Qualcuno sostiene che Pechino voglia sostituire nei fatti Washington come reggente degli equilibri planetari?
Non è intenzione della Cina diventare superpotenza sul modello americano. Pechino ha sempre rifiutato l’idea di sostituire gli Usa.
L’Europa, intanto, potrebbe avere una nuova stella polare dopo la Casa Bianca, a maggior ragione dopo scelte filo-atlantiste, che non sempre hanno avuto esiti positivi sulle economie continentali?
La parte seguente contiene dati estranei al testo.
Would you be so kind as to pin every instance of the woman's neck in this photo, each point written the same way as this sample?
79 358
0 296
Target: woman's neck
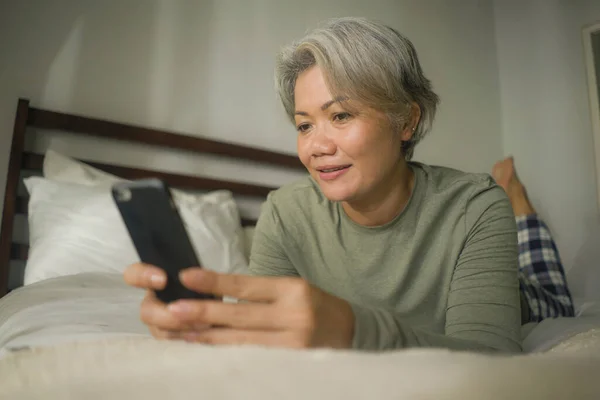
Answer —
386 202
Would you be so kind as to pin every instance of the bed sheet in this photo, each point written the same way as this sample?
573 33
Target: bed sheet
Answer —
81 337
71 308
Assolutamente! In termini di bisogni vitali, dovremmo allacciarci sempre più a tutte le potenze euro-asiatiche. Le nostre classi imprenditoriali sicuramente già vedono nella Cina l’unica opportunità in termini di investimenti, guardando sia al presente che futuro prossimo. Tutti vogliono lavorare di più con quella parte di Asia. Stiamo parlando di un popolo che cresce giorno dopo giorno e che tra dieci e quindici anni avrà una classe media che sfiorerà il miliardo di persone. Stiamo parlando di una tendenza ormai sempre più evidente.
Possiamo parlare di correlazione tra i successi della diplomazia mandarina e la crescita del cosiddetto “Global South”?
Se la Cina vincesse sempre più le battaglie geopolitiche, quelle attraverso la democrazia, come la mediazione per l’accordo tra Iran e Arabia Saudita, molti e anche nuovi politici in Europa potrebbero ripensare il loro approccio verso la Cina.
Perché in Ue c’ancora scetticismo verso Pechino?
Esiste, purtroppo, una dimensione ideologica e autoreferenziale nel contenente, condizionata dalle ideologie e dal fanatismo statunitense, aspetti che portano a nascondere una realtà che è completamente diversa da quella spesso descritta dai media occidentali.